In preparation for the moot, students are advised to turn their minds to whether all of the criteria for certifying a class action under section 5 of the CPA are met. Specifically, students should consider:

  • a. Is the class definition appropriate (given that the class definition includes purchasers and sellers of beef products on the secondary and tertiary markets and the Class Period includes all days during the two-year period from January 1, 2014 to December 31, 2015)?

  • b. Are there sufficient issues in common between the proposed class members (given the elements for demonstrating common law negligent misrepresentation and unconscionability, and the potentially varying effects that the Defendants’ representations may have had on potential class members)?

  • c. Is a class action a preferable procedure for the common law negligent misrepresentation claim (given the rejection of the claim under the statutory cause of action)?

  • d. Should the third party funding agreement be approved?

Note that the methodologies reflected in the expert reports have been fabricated for the purposes of this problem and should be accepted as “real” scientific methods in this fictional world. 2 Students are encouraged to make submissions about the strengths or weaknesses of a methodology, but cannot challenge the existence of the methodology compared to real world science.

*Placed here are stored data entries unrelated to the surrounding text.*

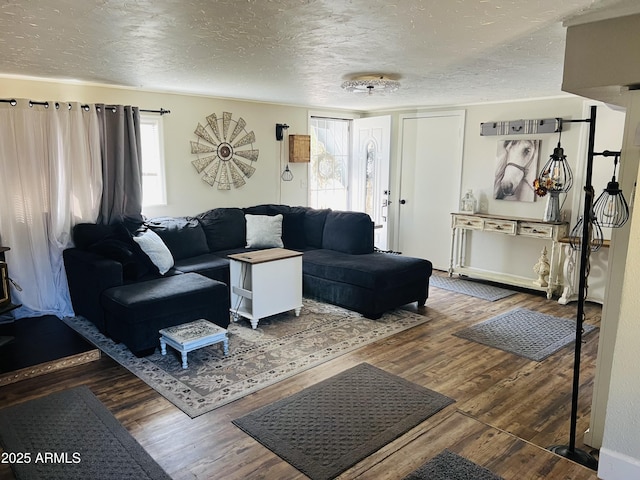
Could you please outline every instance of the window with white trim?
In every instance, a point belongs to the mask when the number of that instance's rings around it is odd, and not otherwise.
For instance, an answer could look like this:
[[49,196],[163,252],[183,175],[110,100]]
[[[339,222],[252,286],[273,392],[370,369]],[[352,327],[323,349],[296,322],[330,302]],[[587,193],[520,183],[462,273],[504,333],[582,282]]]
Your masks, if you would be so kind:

McCarthy Tétrault will hold a strategy session for all student participants on November 1, 2016 from 6:30 to 8:00 PM. Our practitioner speakers at the event will provide insight into the above issues and written and oral advocacy techniques in the class actions context. All mooting teams are strongly encouraged to participate. The event will be available by videoconference or for in-person participation in Toronto.

  • 3. Questions?

All questions must be directed to the moot organizers by the date(s) specified in the rules for the moot. Please review the rules prior to raising questions concerning moot procedure and submission requirements.

2 All characters and events depicted in the materials for the 2017 Winkler Moot are fictional.